Gnathon ne vit que pour soi, et tous les hommes ensemble sont à son égard comme s’ils n’étaient point. Non content de remplir à une table la première place, il occupe lui seul celle de deux autres ; il oublie que le repas est pour lui et pour toute la compagnie ; il se rend maître du plat, et fait son propre1 de chaque service : il ne s’attache à aucun des mets, qu’il n’ait achevé d’essayer de tous ; il voudrait pouvoir les savourer tous tout à la fois. Il ne se sert à table que de ses mains ; il manie les viandes2, les remanie, démembre, déchire, et en use de manière qu’il faut que les conviés, s’ils veulent manger, mangent ses restes. Il ne leur épargne aucune de ces malpropretés dégoûtantes, capables d’ôter l’appétit aux plus affamés ; le jus et les sauces lui dégouttent du menton et de la barbe ; s’il enlève un ragoût de dessus un plat, il le répand en chemin dans un autre plat et sur la nappe ; on le suit à la trace. Il mange haut3 et avec grand bruit ; il roule les yeux en mangeant ; la table est pour lui un râtelier4 ; il écure5 ses dents, et il continue à manger. Il se fait quelque part où il se trouve, une manière d’établissement6, et ne souffre pas d’être plus pressé7 au sermon ou au théâtre que dans sa chambre. Il n’y a dans un carrosse que les places du fond qui lui conviennent ; dans toute autre, si on veut l’en croire, il pâlit et tombe en faiblesse. S’il fait un voyage avec plusieurs, il les prévient8 dans les hôtelleries, et il sait toujours se conserver dans la meilleure chambre le meilleur lit. Il tourne tout à son usage ; ses valets, ceux d’autrui, courent dans le même temps pour son service. Tout ce qu’il trouve sous sa main lui est propre, hardes9, équipages10. Il embarrasse tout le monde, ne se contraint pour personne, ne plaint personne, ne connaît de maux que les siens, que sa réplétion11 et sa bile, ne pleure point la mort des autres, n’appréhende que la sienne, qu’il rachèterait volontiers de l’extinction du genre humain.

Notes

1 Son propre : sa propriété.

2 Viandes : se dit pour toute espèce de nourriture.
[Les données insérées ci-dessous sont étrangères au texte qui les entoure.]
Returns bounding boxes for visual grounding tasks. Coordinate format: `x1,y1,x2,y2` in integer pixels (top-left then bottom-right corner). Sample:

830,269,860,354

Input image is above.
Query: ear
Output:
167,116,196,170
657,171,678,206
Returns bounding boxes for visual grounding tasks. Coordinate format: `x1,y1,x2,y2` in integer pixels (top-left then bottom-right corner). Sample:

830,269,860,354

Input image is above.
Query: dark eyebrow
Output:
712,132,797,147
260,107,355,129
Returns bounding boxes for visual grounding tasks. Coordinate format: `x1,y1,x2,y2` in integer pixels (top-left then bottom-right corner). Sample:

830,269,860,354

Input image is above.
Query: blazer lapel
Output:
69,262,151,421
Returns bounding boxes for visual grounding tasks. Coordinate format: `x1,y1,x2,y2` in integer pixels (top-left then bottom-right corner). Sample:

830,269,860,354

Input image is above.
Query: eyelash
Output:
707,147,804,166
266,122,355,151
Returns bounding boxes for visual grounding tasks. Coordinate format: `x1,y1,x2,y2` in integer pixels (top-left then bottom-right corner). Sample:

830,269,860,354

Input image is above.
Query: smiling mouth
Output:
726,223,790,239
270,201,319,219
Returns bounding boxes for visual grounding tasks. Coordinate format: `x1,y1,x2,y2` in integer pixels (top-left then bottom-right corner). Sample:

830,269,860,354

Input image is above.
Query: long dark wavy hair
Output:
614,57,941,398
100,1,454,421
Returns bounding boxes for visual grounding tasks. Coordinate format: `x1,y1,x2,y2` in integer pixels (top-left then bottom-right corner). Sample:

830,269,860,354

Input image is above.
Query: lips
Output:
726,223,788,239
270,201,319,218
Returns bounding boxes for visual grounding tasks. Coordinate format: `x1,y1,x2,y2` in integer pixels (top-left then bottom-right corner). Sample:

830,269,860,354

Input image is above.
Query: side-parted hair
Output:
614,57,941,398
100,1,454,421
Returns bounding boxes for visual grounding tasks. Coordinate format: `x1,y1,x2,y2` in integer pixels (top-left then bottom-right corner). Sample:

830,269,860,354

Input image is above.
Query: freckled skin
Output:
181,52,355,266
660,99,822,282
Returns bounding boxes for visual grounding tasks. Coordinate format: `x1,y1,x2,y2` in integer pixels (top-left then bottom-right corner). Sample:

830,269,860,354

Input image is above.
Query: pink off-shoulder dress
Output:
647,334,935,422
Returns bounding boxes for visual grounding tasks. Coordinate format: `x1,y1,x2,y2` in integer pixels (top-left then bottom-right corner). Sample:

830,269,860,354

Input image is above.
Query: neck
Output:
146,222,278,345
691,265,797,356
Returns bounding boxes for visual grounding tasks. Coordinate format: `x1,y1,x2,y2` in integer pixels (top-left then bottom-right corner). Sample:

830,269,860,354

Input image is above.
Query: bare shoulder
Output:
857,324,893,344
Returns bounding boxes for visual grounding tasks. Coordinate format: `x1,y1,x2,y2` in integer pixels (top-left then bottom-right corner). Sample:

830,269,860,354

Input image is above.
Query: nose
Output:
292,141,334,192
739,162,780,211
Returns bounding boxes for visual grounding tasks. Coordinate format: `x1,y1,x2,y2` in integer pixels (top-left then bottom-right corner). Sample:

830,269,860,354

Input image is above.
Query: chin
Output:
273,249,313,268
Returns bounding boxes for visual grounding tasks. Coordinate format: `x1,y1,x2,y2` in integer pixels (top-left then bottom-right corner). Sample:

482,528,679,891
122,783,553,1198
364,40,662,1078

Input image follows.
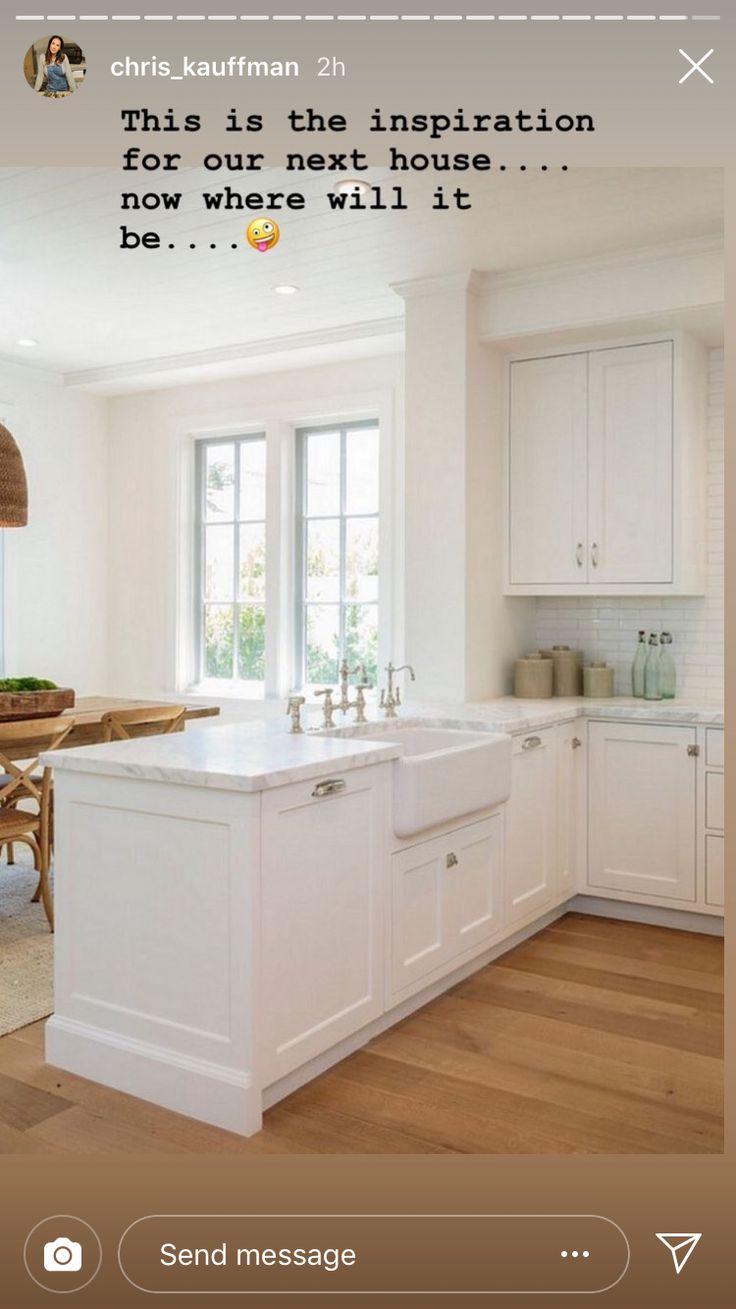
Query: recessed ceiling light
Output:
333,177,373,195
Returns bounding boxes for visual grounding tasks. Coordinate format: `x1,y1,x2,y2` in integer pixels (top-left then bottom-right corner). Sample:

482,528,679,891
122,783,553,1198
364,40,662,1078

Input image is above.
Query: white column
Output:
394,272,534,702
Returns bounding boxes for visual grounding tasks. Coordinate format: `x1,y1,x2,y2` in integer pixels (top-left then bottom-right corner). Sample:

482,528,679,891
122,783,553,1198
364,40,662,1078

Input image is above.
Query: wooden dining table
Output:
60,695,220,750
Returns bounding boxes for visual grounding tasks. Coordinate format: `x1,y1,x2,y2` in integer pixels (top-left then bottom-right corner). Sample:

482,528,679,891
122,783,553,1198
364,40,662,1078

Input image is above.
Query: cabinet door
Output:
390,836,451,991
506,728,558,927
261,767,388,1084
588,723,697,901
508,353,588,585
445,813,503,957
588,342,673,585
389,812,503,999
557,720,588,899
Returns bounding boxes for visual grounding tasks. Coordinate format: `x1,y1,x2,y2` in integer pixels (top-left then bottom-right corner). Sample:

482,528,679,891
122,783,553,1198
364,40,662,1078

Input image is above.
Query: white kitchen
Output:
0,169,726,1153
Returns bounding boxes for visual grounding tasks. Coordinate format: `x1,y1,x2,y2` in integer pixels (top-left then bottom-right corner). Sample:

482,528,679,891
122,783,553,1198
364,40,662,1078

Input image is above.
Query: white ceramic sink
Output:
376,726,511,836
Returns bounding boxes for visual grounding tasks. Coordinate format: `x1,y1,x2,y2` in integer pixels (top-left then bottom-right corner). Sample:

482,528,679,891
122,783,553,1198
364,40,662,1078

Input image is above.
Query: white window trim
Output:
170,390,395,700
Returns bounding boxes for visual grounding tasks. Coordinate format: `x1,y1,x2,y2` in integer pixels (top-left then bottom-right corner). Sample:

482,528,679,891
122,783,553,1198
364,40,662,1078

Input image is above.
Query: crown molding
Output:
477,234,724,293
390,268,485,300
63,314,403,386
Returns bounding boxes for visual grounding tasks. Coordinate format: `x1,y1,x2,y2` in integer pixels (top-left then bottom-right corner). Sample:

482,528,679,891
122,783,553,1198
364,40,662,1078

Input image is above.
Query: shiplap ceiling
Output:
0,168,723,390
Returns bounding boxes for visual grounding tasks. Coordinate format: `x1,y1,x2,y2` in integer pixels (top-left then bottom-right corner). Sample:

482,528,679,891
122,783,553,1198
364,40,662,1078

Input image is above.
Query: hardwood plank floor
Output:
0,914,723,1155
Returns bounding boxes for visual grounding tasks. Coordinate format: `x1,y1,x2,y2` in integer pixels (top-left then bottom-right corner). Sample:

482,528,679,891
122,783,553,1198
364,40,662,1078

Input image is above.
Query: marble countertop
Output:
360,695,723,733
42,720,401,791
42,695,723,791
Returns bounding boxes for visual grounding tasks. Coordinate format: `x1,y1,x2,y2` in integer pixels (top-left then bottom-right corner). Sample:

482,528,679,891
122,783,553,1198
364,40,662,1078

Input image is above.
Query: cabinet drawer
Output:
706,728,723,768
706,772,723,831
706,836,724,908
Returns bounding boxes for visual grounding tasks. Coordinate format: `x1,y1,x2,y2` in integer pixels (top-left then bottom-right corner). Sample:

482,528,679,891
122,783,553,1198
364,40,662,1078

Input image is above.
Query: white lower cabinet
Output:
588,721,697,903
698,728,726,911
389,812,503,1001
557,719,588,899
506,728,559,927
259,767,388,1085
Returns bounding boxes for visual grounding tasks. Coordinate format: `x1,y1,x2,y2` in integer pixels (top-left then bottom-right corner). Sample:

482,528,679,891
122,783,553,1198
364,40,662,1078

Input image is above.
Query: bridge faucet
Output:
380,661,416,719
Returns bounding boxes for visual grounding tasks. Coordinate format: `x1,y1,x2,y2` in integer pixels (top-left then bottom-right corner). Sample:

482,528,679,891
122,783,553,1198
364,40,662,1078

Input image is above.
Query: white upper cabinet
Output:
506,335,705,596
509,355,588,586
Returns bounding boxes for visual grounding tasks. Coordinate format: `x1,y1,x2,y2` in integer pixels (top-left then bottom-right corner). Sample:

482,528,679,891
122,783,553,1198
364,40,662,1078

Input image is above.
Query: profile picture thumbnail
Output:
24,33,86,99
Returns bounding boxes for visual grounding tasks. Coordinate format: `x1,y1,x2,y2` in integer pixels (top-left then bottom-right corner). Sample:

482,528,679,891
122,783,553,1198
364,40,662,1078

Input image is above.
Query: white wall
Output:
109,356,403,717
536,350,724,703
0,361,109,695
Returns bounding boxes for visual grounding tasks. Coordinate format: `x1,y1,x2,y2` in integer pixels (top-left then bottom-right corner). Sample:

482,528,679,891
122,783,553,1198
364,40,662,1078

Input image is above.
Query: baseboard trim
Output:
46,1013,261,1136
566,895,723,936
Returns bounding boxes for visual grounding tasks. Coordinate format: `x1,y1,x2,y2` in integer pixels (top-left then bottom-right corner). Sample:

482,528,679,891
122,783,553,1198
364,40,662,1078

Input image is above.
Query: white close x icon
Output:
680,50,714,86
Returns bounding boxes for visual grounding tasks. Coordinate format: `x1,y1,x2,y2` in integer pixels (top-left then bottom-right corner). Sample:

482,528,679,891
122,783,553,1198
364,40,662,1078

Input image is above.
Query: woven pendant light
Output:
0,423,28,528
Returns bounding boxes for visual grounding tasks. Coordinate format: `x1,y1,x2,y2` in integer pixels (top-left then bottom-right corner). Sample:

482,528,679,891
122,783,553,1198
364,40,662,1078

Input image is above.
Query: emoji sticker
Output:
245,219,282,254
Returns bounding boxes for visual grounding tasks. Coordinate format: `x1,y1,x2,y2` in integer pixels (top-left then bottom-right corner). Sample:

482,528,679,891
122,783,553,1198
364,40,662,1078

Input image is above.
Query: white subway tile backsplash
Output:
537,350,724,703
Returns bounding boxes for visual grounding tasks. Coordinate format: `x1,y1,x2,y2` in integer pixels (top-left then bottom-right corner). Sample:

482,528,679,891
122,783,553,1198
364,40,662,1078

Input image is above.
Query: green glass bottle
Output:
631,631,647,699
644,632,661,700
659,632,677,700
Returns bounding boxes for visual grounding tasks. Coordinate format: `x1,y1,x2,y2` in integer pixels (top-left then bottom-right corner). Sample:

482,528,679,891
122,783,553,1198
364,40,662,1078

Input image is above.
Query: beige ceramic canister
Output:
540,645,583,695
583,660,613,700
513,651,554,700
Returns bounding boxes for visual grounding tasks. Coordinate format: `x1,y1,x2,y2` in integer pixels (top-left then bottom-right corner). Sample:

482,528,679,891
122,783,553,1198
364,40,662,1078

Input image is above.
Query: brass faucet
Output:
337,658,371,723
380,661,416,719
281,695,305,736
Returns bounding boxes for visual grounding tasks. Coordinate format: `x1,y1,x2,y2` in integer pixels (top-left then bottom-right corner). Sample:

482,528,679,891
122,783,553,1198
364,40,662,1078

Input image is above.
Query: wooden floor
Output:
0,914,723,1155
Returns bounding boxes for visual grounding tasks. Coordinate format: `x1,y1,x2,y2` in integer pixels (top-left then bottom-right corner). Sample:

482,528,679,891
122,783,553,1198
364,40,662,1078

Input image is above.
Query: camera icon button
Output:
24,1213,102,1295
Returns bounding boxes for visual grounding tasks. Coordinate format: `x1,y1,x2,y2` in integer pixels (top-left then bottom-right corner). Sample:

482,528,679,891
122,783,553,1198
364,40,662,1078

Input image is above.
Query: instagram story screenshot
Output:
0,0,736,1309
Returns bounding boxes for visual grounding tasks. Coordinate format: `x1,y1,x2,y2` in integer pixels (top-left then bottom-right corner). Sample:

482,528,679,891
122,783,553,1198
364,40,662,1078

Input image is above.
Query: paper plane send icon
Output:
656,1232,703,1272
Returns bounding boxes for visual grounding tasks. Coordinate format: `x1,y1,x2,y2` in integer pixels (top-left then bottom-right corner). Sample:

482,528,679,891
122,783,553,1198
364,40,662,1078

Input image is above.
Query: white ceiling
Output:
0,168,723,390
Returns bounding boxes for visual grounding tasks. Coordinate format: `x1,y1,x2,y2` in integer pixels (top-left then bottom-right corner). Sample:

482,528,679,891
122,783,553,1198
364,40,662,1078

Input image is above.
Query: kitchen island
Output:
46,699,723,1135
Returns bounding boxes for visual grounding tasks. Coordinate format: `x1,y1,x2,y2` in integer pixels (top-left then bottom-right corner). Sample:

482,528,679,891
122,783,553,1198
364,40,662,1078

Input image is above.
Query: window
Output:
196,435,266,683
295,421,378,686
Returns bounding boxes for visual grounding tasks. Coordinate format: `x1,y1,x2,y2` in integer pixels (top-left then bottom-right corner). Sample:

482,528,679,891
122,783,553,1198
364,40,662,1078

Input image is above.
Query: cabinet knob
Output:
521,737,542,750
312,778,347,800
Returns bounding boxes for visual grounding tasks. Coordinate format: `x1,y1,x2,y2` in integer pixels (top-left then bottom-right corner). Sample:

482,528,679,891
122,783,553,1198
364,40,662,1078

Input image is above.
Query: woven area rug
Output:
0,846,54,1037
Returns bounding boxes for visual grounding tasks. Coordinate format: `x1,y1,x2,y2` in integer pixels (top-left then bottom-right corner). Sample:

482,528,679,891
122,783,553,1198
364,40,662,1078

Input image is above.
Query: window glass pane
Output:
306,432,340,518
240,441,266,518
306,605,340,686
306,520,340,601
238,524,266,600
204,528,234,600
237,605,266,682
204,445,236,522
344,428,378,513
344,605,378,686
204,605,233,677
346,518,378,600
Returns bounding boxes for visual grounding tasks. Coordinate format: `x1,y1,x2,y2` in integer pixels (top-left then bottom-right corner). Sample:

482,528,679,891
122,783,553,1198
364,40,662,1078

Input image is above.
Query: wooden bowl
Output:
0,686,75,723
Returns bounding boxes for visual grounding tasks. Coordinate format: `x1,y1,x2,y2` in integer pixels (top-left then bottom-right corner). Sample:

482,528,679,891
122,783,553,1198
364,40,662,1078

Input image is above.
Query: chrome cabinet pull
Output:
312,778,347,800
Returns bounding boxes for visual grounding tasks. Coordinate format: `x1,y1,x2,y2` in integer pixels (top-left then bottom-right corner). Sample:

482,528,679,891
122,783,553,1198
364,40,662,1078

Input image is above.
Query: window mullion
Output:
233,441,242,681
339,427,347,658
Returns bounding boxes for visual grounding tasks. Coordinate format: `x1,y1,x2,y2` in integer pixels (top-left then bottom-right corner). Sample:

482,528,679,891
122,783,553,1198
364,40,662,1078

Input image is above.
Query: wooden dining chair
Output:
0,715,75,931
101,704,186,741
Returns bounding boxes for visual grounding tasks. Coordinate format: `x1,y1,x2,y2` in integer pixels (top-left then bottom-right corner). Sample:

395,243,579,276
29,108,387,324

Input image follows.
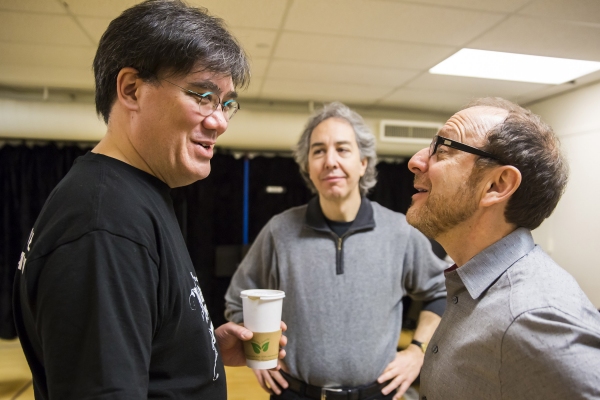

3 Manger haut : manger bruyamment, en se faisant remarquer.

4 Râtelier : assemblage de barreaux contenant le fourrage du bétail.

5 Écurer : se curer.

6 Une manière d’établissement : il fait comme s’il était chez lui.

7 Pressé : serré dans la foule.

8 Prévenir : devancer.

9 Hardes : bagages.

10 Équipage : tout ce qui est nécessaire pour voyager (chevaux, carrosses, habits, etc.).